各拠点のLANネットワークは変更はないはずだ。海外拠点については、それぞれ客宅ルーターから網やインターネットとは反対側に短い線を縦に引き、その線を終端するよう直角に受ける横線を引いて、その上にネットワークアドレスとプレフィックス長の書式で書き置く。VPNルーターからも、この横線にぶつかる線を引いて、同じLANを共有していることがわかるようにしておく。本社については、既存ネットワーク図で書いたように、LANを表す円を両ルーターから吊るし、その円から線を余白へ引き、BGPで広告しているルートをネットワークアドレスとプレフィックス長の形で書き並べておく。マイグレーション後については本社のディザスターリカバリー拠点は全くの新規なので、この拠点のLANネットワークは何も記載せずに置く。本社のLANとディザスターリカバリー拠点は裏で接続されているということなので、それを表現する線で繋いでおく。この接続が専用線なのか、L2網なのか、今はわからないので、はっきりしたら、それとわかるようアップデートする。

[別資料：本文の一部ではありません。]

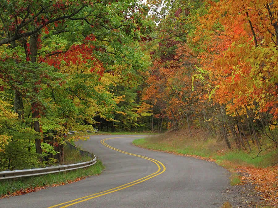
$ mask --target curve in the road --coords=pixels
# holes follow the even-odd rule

ノートに描いた下絵を参考に、プレゼンテーションソフトで清書版を作成する。客宅ルーターやVPNルーター、プロバイダエッジルーターなどは社内で資料作成用に用意されているアイコンを使う。網や本社LANを表す円、IPSecトンネルを表す円柱などは、プレゼンテーションソフトの機能としてついている作図機能を使う。文字のフォントは都が最近お気に入りのメイリオに統一しておく。客宅ルーターのアイコンから、MPLS網を表す円とを繋ぐよう、直接線を描画しようと思うと、着地点をソフトが勝手に判断してしまって、微妙に真っ直ぐにならなかったりする。そういう時は、何もない余白で一旦、きちんと客宅ルーターからMPLS網を表す円に接続し切る長さの直線を書いてから、それをマウスで掴んで希望の位置へ移動させる。変なこだわりと言えばそうなのだが、ネットワーク図は綺麗に作らないと、だんだんと気持ちが萎えてきて、いい加減になってしまう。綺麗に作っておけば、きちんとした仕事をしないと、という意識も強くなる。だから、そういうこだわりは必要だ。都はそう思っていた。確かに、能力の高い人であれば、こういう細かいことには一切こだわらずとも、間違いのない仕事をする。都はきっと自分の能力の低さを補うために、こういうこだわりを持って、自分生来の物事に対する甘い考えを引き締め、見落としがちなことに注意を払うように仕向けているのだろう。
描き上がったネットワーク図のプレゼンテーションファイルは印刷して、内容のチェックをする。この印刷チェックはネットワーク図を起こすと毎回やるのだが、拠点名の綴りが間違っていたり、アドレスの数字を書き間違えていたり、とあちこち発見して、自分の凡ミスの多さに都は呆れてしまうことが多い。この手の小さな間違いを都はよくするので、そのためにディスプレイ上だけじゃなく、紙媒体に印刷してチェックするのだ。そう半ば開き直り気味に、間違いを発見することが正しいことのように思うようにしている。